5. Corinna Delores Rohner-born in Chiltern 1875 and died in Fairfield in 1957. Did not marry.

6. Laura Beatrice Rohner-born in Hamilton 1877 and died in St. Kilda in 1916. Although she predeceased her mother, Laura married (William Thomas George Hallam) and had two daughters: Irene (who died at the age of 20) and Brenda (who married Richard Dunstan and had two children).

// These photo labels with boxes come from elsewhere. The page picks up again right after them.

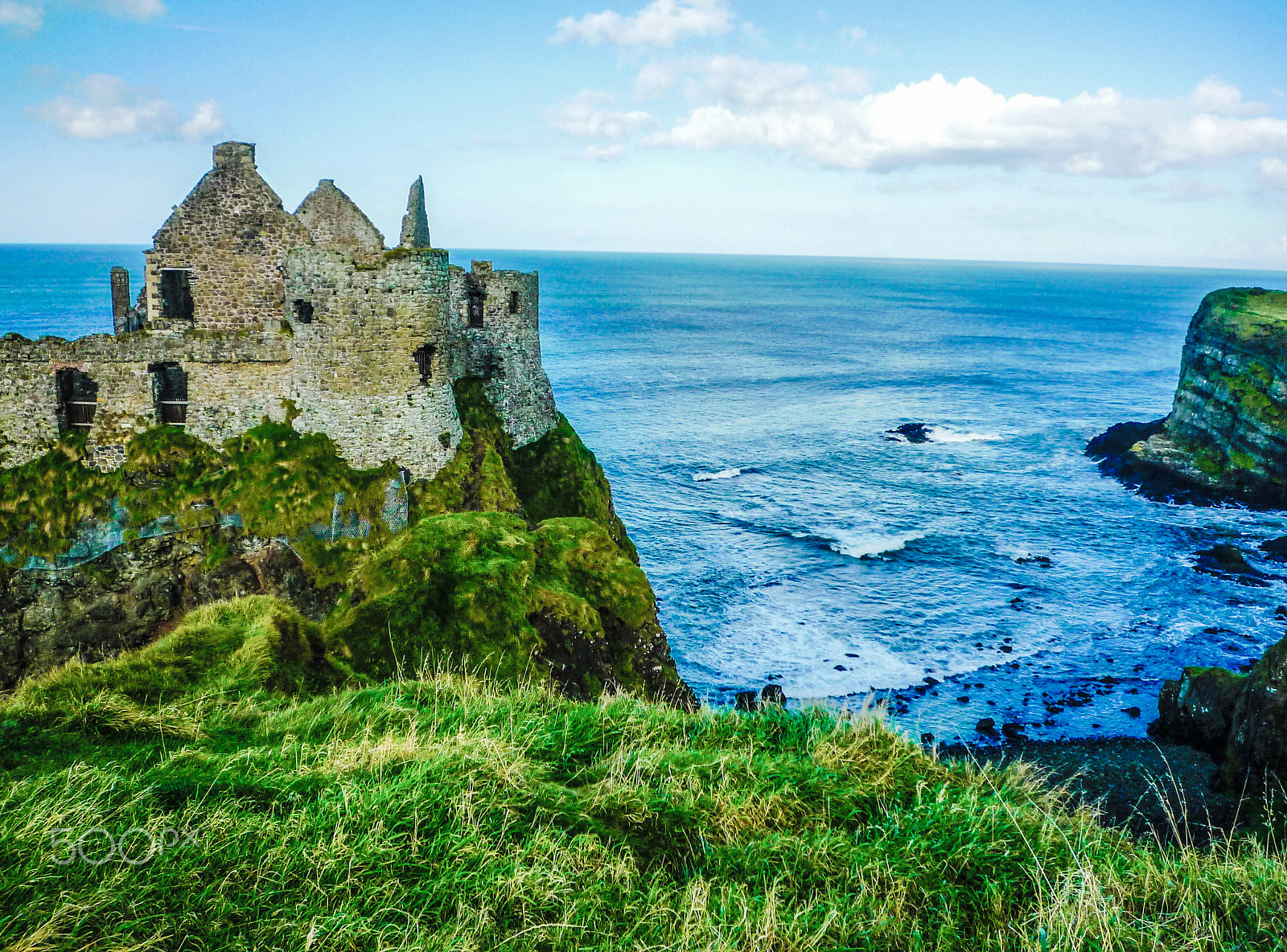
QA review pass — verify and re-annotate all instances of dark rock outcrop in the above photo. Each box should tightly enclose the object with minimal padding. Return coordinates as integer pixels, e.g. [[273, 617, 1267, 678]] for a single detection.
[[1221, 638, 1287, 791], [1148, 667, 1246, 761], [1086, 288, 1287, 508], [1193, 543, 1274, 587], [1148, 638, 1287, 794], [886, 423, 929, 442]]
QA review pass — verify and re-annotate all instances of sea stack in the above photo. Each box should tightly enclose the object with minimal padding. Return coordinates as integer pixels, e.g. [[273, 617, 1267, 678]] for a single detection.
[[1086, 288, 1287, 508]]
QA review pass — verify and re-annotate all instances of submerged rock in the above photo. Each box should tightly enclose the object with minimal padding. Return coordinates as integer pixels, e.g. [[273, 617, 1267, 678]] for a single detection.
[[1086, 288, 1287, 508], [759, 684, 787, 708], [886, 423, 929, 442], [1193, 544, 1273, 587], [1260, 536, 1287, 560]]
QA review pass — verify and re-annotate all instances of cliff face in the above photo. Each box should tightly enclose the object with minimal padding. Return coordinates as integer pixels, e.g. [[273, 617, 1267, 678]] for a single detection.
[[0, 378, 697, 709], [1088, 288, 1287, 508], [1149, 638, 1287, 793]]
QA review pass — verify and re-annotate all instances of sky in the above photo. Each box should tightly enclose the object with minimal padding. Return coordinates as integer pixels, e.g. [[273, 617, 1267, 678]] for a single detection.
[[0, 0, 1287, 269]]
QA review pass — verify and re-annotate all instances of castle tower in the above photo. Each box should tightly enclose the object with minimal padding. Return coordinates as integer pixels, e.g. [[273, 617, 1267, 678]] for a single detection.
[[399, 176, 430, 248]]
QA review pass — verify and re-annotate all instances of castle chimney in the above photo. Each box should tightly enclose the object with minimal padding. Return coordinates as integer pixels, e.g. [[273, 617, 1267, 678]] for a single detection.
[[397, 176, 429, 248], [112, 268, 130, 333], [215, 142, 255, 169]]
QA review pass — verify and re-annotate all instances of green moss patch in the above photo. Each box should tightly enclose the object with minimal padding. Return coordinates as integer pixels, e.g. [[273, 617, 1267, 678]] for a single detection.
[[0, 596, 343, 733], [454, 377, 639, 564], [0, 421, 397, 575], [332, 512, 656, 696]]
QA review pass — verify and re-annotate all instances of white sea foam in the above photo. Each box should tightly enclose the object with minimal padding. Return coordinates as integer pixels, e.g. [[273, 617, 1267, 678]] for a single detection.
[[925, 426, 1001, 442], [693, 470, 742, 482], [828, 532, 925, 558]]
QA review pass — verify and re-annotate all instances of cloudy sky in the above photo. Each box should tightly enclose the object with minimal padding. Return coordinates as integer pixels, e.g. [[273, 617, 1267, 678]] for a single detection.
[[0, 0, 1287, 269]]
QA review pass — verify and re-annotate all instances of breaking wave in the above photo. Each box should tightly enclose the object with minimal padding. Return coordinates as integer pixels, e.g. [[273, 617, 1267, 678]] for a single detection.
[[925, 426, 1001, 442], [826, 532, 925, 558], [693, 470, 742, 482]]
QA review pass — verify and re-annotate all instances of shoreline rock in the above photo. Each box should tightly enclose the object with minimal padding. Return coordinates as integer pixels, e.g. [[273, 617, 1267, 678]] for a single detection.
[[1148, 638, 1287, 794], [1086, 288, 1287, 508]]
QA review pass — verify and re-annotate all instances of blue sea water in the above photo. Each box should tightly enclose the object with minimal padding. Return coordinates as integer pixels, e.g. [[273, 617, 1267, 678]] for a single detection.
[[7, 246, 1287, 740]]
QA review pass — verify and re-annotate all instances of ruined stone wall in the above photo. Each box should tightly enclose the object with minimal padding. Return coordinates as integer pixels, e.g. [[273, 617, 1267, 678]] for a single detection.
[[286, 248, 462, 478], [0, 334, 291, 468], [449, 261, 558, 446], [294, 178, 384, 252], [146, 143, 310, 332]]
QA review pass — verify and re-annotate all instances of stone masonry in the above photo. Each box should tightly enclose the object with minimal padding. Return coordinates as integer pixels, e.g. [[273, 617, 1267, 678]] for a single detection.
[[0, 143, 556, 478]]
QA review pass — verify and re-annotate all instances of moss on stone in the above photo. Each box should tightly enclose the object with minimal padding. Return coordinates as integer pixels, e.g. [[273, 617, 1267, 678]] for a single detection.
[[510, 414, 639, 564], [332, 512, 656, 696], [0, 421, 397, 583], [335, 512, 539, 679], [0, 596, 346, 732], [1199, 288, 1287, 341]]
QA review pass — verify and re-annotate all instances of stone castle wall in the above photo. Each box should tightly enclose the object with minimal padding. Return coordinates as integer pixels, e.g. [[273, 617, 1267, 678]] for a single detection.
[[146, 143, 310, 332], [448, 261, 558, 446], [286, 248, 462, 478], [0, 334, 291, 468], [0, 143, 557, 478]]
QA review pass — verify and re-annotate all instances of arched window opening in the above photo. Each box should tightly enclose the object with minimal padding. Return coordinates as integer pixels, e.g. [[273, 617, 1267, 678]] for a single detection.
[[54, 367, 98, 433], [161, 268, 193, 320], [412, 343, 434, 384], [148, 363, 188, 426]]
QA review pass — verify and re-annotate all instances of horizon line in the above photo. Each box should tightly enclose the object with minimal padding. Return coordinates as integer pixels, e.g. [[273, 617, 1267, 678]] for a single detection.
[[0, 242, 1287, 275]]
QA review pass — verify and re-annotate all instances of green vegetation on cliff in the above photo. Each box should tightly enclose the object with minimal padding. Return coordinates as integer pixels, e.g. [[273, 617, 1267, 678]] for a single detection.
[[0, 618, 1287, 952], [332, 512, 682, 699], [0, 420, 397, 558], [1197, 288, 1287, 341]]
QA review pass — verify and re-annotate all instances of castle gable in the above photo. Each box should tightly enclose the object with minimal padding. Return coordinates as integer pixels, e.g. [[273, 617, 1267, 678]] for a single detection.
[[294, 178, 384, 251], [152, 143, 306, 253], [143, 142, 311, 333]]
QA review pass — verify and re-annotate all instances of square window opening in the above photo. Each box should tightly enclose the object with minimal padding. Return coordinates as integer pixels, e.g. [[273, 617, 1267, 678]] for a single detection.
[[161, 268, 195, 320]]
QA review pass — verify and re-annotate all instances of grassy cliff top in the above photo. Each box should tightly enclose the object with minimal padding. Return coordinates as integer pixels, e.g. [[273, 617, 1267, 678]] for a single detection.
[[0, 607, 1287, 952], [1197, 288, 1287, 339]]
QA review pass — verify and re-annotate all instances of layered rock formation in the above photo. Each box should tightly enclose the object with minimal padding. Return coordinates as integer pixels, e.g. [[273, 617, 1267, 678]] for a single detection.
[[1086, 288, 1287, 508]]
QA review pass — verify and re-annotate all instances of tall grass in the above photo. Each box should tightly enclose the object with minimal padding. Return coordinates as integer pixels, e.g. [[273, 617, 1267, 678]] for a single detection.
[[0, 635, 1287, 952]]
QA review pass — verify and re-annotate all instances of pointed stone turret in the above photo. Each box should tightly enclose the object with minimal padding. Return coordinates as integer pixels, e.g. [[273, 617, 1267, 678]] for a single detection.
[[399, 176, 429, 248]]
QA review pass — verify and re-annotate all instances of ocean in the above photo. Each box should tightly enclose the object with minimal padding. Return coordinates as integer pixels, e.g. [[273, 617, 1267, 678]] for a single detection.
[[7, 246, 1287, 741]]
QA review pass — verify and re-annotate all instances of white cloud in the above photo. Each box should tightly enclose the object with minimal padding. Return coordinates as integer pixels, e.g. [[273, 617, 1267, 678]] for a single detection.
[[581, 143, 626, 162], [545, 88, 656, 139], [81, 0, 166, 19], [0, 0, 166, 36], [549, 0, 734, 47], [645, 56, 1287, 176], [1189, 76, 1264, 113], [27, 73, 224, 140], [0, 0, 45, 36], [175, 99, 228, 142], [1256, 158, 1287, 188]]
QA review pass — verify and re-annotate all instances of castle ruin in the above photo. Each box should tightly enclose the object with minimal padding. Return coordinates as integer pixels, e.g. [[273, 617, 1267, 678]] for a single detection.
[[0, 142, 557, 478]]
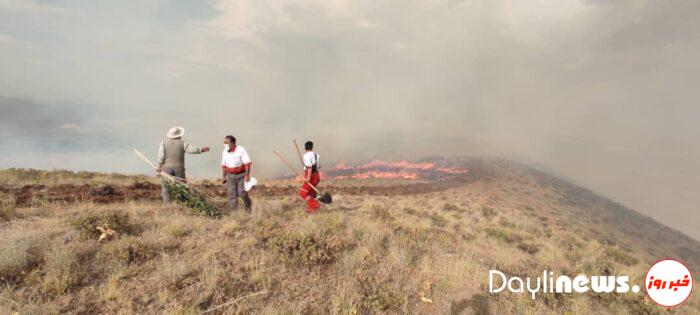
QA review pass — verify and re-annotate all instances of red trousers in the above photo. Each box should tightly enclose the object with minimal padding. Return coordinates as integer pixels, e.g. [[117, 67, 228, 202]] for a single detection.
[[299, 170, 321, 213]]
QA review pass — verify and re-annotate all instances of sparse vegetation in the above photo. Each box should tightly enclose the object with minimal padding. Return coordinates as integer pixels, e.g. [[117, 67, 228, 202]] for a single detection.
[[0, 168, 700, 314]]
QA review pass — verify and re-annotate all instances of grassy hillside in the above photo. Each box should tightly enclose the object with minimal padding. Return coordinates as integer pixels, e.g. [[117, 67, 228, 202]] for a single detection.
[[0, 160, 700, 314]]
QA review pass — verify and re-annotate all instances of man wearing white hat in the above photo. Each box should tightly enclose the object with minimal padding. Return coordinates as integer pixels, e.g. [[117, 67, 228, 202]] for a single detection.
[[156, 127, 209, 202]]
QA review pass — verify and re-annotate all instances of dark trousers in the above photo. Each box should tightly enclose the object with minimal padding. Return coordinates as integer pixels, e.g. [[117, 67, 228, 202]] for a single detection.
[[161, 167, 185, 203], [226, 173, 252, 212]]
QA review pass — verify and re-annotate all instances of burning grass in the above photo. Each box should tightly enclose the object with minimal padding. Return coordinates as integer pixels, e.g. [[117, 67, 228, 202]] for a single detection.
[[0, 164, 700, 314]]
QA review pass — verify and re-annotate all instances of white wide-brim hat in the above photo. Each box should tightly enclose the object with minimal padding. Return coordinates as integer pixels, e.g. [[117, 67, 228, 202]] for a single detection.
[[165, 126, 185, 139], [243, 177, 258, 191]]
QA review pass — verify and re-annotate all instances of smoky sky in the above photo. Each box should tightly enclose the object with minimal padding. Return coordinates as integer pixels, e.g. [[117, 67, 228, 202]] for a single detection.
[[0, 0, 700, 238]]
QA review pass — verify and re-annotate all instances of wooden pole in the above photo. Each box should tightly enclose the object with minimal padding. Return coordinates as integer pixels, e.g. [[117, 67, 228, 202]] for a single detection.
[[272, 151, 321, 194], [294, 139, 305, 168]]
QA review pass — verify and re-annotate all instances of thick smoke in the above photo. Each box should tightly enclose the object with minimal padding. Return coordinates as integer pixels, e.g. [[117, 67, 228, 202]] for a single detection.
[[0, 1, 700, 238]]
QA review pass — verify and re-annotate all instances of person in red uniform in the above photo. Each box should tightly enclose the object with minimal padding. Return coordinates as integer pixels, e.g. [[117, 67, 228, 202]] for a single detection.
[[299, 141, 321, 213]]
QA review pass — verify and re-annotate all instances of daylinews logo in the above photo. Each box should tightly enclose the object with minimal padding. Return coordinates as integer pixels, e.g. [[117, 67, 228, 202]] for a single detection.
[[489, 270, 640, 299], [644, 259, 693, 307], [489, 259, 693, 307]]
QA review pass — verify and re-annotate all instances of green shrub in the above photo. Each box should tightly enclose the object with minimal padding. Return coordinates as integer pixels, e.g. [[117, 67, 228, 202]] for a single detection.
[[163, 179, 224, 218]]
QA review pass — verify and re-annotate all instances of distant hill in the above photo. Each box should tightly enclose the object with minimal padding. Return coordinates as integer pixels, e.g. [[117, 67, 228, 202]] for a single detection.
[[0, 158, 700, 314]]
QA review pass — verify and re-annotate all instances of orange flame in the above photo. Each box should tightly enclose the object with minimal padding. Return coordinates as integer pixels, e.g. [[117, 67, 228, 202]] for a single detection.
[[327, 160, 468, 180]]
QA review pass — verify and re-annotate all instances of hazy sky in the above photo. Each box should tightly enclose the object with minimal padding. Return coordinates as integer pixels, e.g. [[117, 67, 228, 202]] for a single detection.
[[0, 0, 700, 238]]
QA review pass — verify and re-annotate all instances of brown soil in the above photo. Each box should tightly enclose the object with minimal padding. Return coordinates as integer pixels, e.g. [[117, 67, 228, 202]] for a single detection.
[[0, 181, 464, 207]]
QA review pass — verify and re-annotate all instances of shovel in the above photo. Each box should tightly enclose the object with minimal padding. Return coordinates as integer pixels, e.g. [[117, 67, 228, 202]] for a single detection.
[[272, 151, 333, 203]]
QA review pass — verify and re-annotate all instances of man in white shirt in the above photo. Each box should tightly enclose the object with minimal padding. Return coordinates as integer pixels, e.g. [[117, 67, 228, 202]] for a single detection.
[[156, 127, 209, 203], [299, 141, 321, 213], [221, 135, 252, 212]]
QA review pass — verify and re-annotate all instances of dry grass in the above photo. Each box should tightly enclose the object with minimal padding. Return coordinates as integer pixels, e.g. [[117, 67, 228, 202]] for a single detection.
[[0, 167, 700, 314]]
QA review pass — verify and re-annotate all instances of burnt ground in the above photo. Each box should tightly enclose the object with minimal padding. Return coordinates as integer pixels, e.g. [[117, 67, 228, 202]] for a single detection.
[[0, 180, 476, 207]]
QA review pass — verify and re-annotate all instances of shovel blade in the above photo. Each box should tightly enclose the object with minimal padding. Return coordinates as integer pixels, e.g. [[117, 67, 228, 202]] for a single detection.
[[318, 193, 333, 203]]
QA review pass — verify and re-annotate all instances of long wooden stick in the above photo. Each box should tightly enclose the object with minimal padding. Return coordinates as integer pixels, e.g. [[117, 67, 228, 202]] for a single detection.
[[294, 139, 305, 167], [272, 151, 321, 194], [134, 149, 219, 199]]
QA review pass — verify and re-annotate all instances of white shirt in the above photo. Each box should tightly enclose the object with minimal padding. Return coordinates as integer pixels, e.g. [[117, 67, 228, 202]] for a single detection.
[[302, 151, 320, 168], [221, 145, 251, 168], [158, 141, 202, 164]]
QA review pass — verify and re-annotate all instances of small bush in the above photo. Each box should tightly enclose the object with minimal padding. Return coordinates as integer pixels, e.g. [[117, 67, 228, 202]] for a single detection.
[[97, 236, 158, 264], [481, 206, 496, 219], [163, 179, 224, 218], [266, 231, 351, 267], [0, 233, 48, 283], [72, 210, 136, 239], [255, 215, 354, 267], [0, 196, 17, 221], [430, 213, 447, 227], [41, 246, 80, 295], [485, 228, 522, 243], [442, 202, 460, 211], [403, 208, 417, 215], [518, 242, 540, 255], [605, 248, 639, 266], [372, 206, 394, 222]]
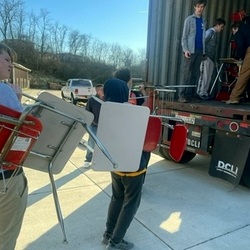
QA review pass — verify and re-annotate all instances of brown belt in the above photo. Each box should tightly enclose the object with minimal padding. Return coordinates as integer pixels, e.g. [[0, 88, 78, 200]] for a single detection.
[[0, 168, 23, 180]]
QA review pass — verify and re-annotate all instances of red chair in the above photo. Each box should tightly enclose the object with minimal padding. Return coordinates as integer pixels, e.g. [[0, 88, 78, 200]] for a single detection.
[[0, 105, 42, 170]]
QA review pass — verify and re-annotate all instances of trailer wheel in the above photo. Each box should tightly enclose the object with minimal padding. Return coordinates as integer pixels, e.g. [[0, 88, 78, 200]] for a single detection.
[[159, 147, 196, 163]]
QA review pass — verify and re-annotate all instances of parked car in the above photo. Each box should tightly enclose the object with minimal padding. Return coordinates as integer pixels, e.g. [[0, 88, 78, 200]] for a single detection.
[[61, 79, 96, 105]]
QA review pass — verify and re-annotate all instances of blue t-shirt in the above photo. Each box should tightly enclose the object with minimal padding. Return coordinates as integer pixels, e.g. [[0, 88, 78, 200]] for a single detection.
[[195, 17, 203, 50]]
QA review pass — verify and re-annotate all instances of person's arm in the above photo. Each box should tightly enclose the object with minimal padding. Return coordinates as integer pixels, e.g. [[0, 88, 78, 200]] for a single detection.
[[7, 83, 23, 102], [205, 29, 214, 43], [0, 83, 23, 111]]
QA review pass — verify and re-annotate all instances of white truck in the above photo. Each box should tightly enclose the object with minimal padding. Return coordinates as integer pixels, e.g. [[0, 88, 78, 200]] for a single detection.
[[61, 79, 96, 105]]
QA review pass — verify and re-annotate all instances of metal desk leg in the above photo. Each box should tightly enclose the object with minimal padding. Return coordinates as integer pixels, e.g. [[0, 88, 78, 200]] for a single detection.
[[209, 63, 224, 95], [49, 163, 68, 244]]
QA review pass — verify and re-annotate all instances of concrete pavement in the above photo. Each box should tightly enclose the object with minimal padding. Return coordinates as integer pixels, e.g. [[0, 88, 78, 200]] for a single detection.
[[16, 90, 250, 250]]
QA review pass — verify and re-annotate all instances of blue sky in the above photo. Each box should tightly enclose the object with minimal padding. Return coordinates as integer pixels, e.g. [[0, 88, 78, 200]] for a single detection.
[[23, 0, 149, 50]]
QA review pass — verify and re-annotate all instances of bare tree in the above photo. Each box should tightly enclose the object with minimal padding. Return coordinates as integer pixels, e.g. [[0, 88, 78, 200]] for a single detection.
[[26, 12, 37, 42], [69, 30, 81, 55], [79, 34, 92, 58], [90, 39, 110, 62], [0, 0, 23, 40], [36, 9, 51, 57], [121, 48, 135, 68], [10, 5, 26, 40], [109, 43, 122, 68]]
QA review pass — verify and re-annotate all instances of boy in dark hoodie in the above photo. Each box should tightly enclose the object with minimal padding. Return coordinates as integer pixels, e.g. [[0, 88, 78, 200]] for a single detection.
[[102, 78, 147, 250]]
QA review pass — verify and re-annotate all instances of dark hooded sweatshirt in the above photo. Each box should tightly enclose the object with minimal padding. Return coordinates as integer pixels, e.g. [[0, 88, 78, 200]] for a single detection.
[[103, 78, 148, 177]]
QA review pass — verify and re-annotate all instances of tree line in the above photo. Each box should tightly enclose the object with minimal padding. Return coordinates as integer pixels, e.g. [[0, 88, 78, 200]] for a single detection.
[[0, 0, 146, 83]]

7. Emmanuel Candide Rohner-born in Bright 1879 and died in Elwood in 1940. He married Margaret Jane Anderson and they had one daughter (Gwendoline) who married (Harold Ernest Neill) and had a son (Barry Neill). Barry had a son and a daughter. Emmanuel married Maggie Jane Plowright after the death of his first wife. Emmanuel and Laura lived in close proximity and were confectioners in the St. Kilda area at one time. They were both fined for selling tobacco /cigarettes on a Sunday in 1915 – not long before Laura died. (Emmanuel would have only been 11 when his father disappeared).

8. Ania Mara-born in Chiltern 1883 and died soon afterwards.


For most of this information I am indebted to Jeanette Robinson, a great, great granddaughter of the Doctor.


A link with Australian literature

WHEN Dr. Rohner departed Chiltern in 1876 he sold his practice to Dr. Walter Lindsay Richardson.

The Richardsons lived in “Lake View”, now owned by the National Trust, and although the family moved on after 18 months, the town made a lasting impression on their elder daughter, Ethel Florence.

Writing under her pen name of Henry Handel Richardson, Ethel wrote a number of classic novels including “The Getting of Wisdom”, based on her experience as a boarder at PLC, and “Maurice Guest”, which was set in Leipzig where she studied at the Conservatorium.

Richardson’s best-known work, however, was “The Fortunes of Richard Mahoney” (pictured), a trilogy about the slow decline, owing to character flaws and an unnamed brain disease of a successful Australian physician and businessman, and the emotional/financial effect on his family. The central characters were based loosely on her own parents. It is understood that the town of Barambogie referred to by Richardson is in fact Chiltern and Dr. Rummel is drawn from her father’s predecessor, Dr. Rohner.

FOOTNOTE: As well as the information provided by Jeanette Robinson, the assistance given by Shirley Davies of the Hastings Western Port Historical Society is greatly appreciated. Special thanks to the Chiltern Athenaeum for the photographs.